Health insurance companies put step therapy and similar practices in place with intention of saving money. Doctors agree that saving money in our over-burdened health care system is a worthy and righteous cause. Generally speaking, doctors will always prescribe a generic drug or seek out the less expensive treatment, but only if it will be effective enough to send their patient back to work or school and to achieve good health without unnecessary delay.
Contrary to the goal of cost-containment, evidence suggests that step therapy may actually increase overall health care costs. Patients forced to manage multiple insurer "steps" often endure additional trips to the doctor or pharmacy, with additional time off from work or child care. When patient treatment is unnecessarily delayed, patient health deteriorates and manageable conditions devolve into more difficult to manage diseases. When patient sickness is prolonged by step therapy, employers lose productivity, and the health care system incurs additional costs in the form of increased emergency room visits and hospitalization.
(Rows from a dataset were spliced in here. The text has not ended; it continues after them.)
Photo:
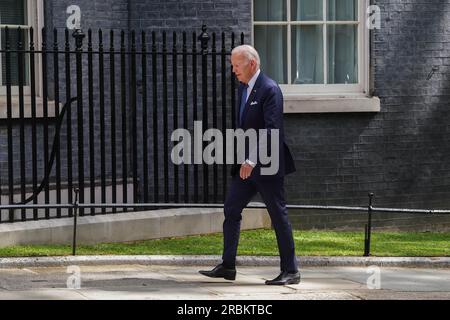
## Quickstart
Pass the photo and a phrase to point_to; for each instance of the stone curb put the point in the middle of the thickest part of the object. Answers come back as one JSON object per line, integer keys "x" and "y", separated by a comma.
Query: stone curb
{"x": 211, "y": 260}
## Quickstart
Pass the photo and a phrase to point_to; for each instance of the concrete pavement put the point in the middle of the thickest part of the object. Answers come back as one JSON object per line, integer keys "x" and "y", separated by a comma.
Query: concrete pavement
{"x": 181, "y": 282}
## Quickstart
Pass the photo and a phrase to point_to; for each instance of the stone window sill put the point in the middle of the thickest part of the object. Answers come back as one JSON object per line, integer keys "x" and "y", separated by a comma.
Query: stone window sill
{"x": 27, "y": 107}
{"x": 330, "y": 103}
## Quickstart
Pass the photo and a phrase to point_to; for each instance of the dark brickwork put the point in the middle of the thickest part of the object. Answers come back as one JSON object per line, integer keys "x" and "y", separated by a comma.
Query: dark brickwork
{"x": 401, "y": 153}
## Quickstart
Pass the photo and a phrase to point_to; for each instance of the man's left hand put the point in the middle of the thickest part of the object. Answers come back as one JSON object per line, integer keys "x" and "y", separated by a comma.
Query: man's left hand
{"x": 246, "y": 171}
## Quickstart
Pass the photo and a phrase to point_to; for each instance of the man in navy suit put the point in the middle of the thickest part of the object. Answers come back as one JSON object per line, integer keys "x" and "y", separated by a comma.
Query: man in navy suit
{"x": 261, "y": 107}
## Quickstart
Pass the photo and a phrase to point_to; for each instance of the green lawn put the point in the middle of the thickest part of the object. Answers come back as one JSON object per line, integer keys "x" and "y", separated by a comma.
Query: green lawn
{"x": 262, "y": 243}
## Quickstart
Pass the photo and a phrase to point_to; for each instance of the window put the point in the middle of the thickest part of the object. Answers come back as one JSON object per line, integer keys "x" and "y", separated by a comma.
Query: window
{"x": 313, "y": 46}
{"x": 15, "y": 14}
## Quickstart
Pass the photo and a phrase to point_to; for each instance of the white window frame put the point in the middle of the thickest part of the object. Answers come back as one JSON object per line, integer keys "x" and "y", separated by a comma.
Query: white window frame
{"x": 359, "y": 89}
{"x": 35, "y": 19}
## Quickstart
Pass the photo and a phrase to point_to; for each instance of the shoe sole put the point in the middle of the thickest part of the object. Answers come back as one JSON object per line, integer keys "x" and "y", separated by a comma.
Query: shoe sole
{"x": 227, "y": 277}
{"x": 292, "y": 281}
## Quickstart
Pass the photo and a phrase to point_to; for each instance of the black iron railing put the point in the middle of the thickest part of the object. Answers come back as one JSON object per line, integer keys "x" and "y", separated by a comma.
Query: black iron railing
{"x": 101, "y": 110}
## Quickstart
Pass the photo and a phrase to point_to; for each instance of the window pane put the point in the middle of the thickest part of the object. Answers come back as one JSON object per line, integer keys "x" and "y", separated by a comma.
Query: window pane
{"x": 342, "y": 54}
{"x": 13, "y": 12}
{"x": 14, "y": 57}
{"x": 304, "y": 10}
{"x": 270, "y": 41}
{"x": 307, "y": 55}
{"x": 342, "y": 10}
{"x": 269, "y": 10}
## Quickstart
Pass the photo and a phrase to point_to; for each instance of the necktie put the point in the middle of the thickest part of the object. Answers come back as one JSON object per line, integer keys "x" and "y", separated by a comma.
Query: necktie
{"x": 243, "y": 102}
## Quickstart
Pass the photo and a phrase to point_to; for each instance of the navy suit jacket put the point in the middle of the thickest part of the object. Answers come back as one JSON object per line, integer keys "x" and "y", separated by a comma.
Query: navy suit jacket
{"x": 264, "y": 110}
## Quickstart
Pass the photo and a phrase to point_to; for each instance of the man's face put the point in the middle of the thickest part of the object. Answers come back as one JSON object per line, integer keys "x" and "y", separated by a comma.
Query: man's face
{"x": 243, "y": 68}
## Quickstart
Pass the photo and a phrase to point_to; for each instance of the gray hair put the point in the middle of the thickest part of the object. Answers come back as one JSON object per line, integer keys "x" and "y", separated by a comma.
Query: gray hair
{"x": 248, "y": 52}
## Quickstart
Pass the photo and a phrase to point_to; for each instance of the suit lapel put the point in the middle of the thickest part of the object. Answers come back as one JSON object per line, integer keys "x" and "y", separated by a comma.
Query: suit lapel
{"x": 251, "y": 97}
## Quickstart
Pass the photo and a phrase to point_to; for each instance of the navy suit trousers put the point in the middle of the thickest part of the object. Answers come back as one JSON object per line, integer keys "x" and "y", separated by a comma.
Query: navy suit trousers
{"x": 272, "y": 192}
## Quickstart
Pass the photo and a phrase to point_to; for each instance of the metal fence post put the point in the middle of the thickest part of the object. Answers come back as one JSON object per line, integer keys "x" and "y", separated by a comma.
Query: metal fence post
{"x": 368, "y": 229}
{"x": 75, "y": 211}
{"x": 79, "y": 36}
{"x": 204, "y": 39}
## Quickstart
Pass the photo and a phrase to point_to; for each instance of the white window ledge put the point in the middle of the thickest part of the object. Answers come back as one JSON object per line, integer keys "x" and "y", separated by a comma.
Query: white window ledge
{"x": 327, "y": 103}
{"x": 27, "y": 107}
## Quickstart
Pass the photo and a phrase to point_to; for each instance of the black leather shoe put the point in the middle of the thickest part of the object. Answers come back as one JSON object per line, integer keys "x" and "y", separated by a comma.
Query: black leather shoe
{"x": 285, "y": 278}
{"x": 220, "y": 272}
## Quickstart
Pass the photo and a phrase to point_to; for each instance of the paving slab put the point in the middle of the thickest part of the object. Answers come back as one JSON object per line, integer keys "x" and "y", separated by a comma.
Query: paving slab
{"x": 173, "y": 282}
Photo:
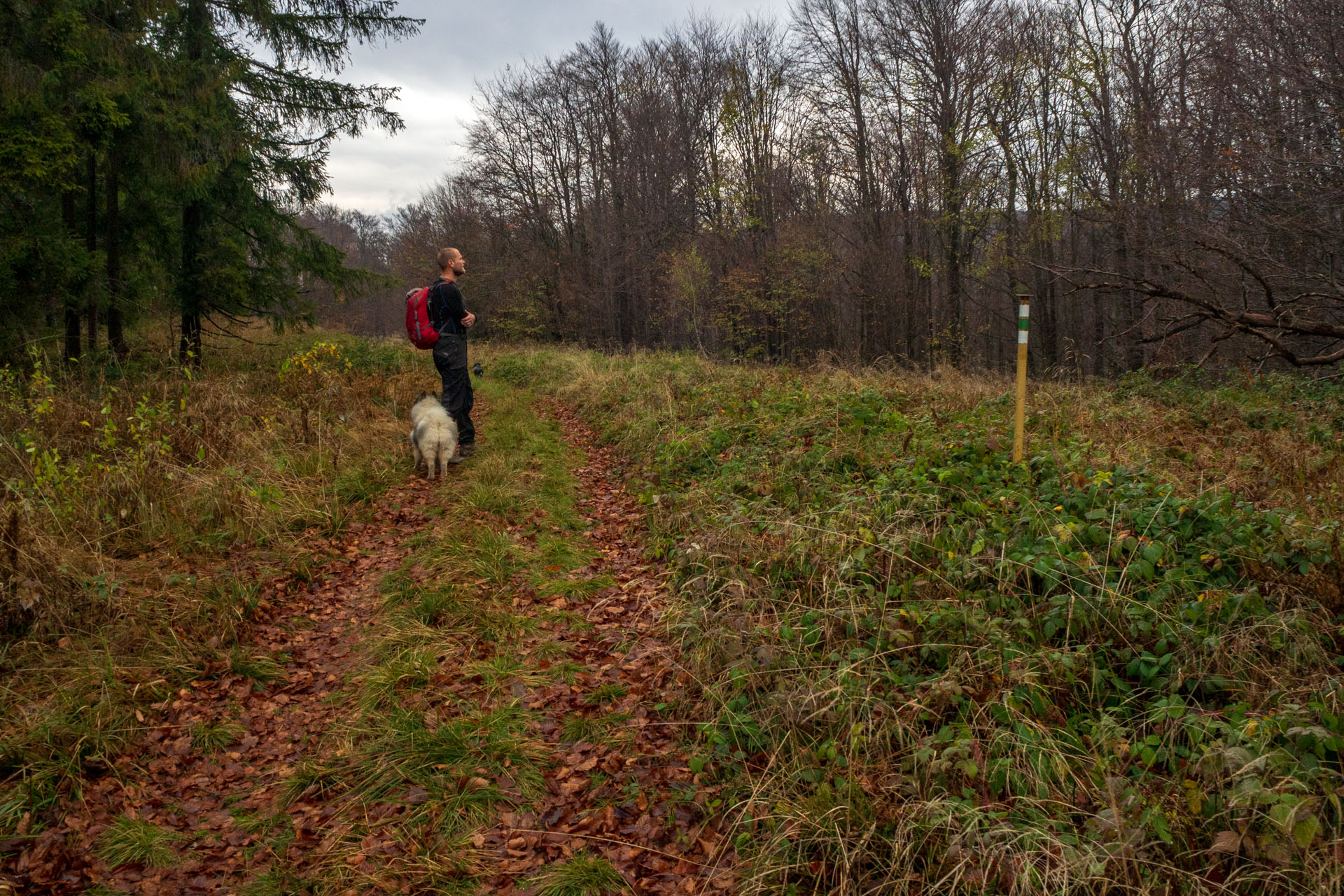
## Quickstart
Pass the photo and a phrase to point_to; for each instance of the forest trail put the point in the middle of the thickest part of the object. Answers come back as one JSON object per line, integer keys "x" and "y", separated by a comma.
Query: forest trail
{"x": 257, "y": 747}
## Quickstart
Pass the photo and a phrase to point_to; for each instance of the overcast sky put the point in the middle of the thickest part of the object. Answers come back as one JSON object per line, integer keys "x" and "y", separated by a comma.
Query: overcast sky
{"x": 468, "y": 42}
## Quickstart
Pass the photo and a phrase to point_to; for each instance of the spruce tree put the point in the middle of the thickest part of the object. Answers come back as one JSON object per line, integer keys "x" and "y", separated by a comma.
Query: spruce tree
{"x": 264, "y": 108}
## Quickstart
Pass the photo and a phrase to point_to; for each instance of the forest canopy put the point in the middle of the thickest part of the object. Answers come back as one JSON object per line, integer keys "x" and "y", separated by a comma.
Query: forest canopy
{"x": 866, "y": 178}
{"x": 882, "y": 178}
{"x": 156, "y": 155}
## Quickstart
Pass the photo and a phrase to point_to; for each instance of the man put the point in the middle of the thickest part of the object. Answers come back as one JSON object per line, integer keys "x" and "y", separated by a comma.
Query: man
{"x": 451, "y": 320}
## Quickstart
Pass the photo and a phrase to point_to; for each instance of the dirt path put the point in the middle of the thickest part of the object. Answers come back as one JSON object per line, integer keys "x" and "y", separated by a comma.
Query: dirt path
{"x": 635, "y": 798}
{"x": 174, "y": 783}
{"x": 616, "y": 782}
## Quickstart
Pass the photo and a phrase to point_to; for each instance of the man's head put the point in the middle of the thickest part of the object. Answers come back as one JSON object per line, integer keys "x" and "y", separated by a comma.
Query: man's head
{"x": 451, "y": 262}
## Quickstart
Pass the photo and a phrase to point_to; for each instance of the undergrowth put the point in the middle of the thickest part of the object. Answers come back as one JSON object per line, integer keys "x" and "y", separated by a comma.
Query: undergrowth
{"x": 143, "y": 505}
{"x": 1112, "y": 668}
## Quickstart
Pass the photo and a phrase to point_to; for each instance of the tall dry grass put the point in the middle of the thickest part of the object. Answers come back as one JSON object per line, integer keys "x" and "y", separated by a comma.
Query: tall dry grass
{"x": 143, "y": 505}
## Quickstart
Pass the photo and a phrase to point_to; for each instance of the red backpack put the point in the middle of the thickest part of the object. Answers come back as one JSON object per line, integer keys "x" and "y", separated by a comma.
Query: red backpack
{"x": 417, "y": 318}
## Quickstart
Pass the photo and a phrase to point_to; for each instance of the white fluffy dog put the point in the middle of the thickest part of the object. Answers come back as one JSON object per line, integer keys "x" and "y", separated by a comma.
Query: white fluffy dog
{"x": 433, "y": 435}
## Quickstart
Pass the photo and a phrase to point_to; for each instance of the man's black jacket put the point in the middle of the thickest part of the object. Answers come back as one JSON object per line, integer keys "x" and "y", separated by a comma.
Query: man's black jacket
{"x": 445, "y": 307}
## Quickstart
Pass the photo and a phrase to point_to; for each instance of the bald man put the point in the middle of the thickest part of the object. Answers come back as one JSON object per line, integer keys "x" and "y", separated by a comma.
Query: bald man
{"x": 451, "y": 318}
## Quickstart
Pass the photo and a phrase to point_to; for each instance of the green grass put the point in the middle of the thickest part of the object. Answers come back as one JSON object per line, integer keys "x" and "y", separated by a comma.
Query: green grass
{"x": 216, "y": 735}
{"x": 134, "y": 841}
{"x": 1077, "y": 669}
{"x": 452, "y": 617}
{"x": 609, "y": 692}
{"x": 584, "y": 875}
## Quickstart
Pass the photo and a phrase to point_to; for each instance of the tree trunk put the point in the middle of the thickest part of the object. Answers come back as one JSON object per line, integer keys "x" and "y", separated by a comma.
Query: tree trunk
{"x": 92, "y": 245}
{"x": 69, "y": 301}
{"x": 112, "y": 246}
{"x": 191, "y": 281}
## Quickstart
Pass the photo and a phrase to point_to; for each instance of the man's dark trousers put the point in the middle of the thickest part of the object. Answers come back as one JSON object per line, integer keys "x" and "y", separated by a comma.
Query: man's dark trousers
{"x": 451, "y": 360}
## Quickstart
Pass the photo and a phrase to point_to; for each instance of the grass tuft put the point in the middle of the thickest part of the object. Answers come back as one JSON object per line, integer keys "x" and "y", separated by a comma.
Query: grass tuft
{"x": 216, "y": 735}
{"x": 136, "y": 841}
{"x": 582, "y": 875}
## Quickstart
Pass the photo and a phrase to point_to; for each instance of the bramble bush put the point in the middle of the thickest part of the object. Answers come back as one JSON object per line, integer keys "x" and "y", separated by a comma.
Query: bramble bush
{"x": 933, "y": 669}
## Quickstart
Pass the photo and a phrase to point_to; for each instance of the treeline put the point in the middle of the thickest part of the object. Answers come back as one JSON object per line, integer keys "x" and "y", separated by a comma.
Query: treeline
{"x": 155, "y": 156}
{"x": 881, "y": 178}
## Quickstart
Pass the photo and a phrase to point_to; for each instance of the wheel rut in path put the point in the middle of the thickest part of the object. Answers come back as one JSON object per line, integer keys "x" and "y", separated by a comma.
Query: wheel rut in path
{"x": 632, "y": 799}
{"x": 198, "y": 794}
{"x": 628, "y": 794}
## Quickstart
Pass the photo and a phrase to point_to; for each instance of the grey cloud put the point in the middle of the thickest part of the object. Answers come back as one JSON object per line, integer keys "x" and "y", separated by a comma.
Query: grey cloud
{"x": 460, "y": 45}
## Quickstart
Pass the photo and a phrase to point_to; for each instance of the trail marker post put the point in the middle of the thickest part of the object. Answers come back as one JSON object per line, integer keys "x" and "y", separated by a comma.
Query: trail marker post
{"x": 1019, "y": 424}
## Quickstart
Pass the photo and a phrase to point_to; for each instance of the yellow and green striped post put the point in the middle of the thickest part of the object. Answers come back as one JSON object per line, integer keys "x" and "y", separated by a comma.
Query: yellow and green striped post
{"x": 1021, "y": 422}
The Maryland Health Care Commission recently studied step therapy and made recommendations on how to rein in the most egregious aspects of the practice, and Senator Middleton and Delegate Bromwell introduced legislation (SB 622/HB1233) to codify some of the recommendations. The Middleton/Bromwell legislation does not eliminate step therapy. It prevents insurers from forcing patients who are already being effectively treated on a medication to undergo the step therapy process and also prohibits insurers from forcing patients to try medicine the FDA has not approved for treatment of a specific condition. Maryland would be the first state in the country to enact the latter provision.
The legislation has broad support from both doctors and patient groups. This is an opportunity for Maryland lawmakers to help ensure that the health care of their constituents is provided by a doctor and not an insurance company or PBM and that patients receive the most effective treatments based on health considerations and not a health insurance company's bottom line.
We hope that the interests of patients carry the day.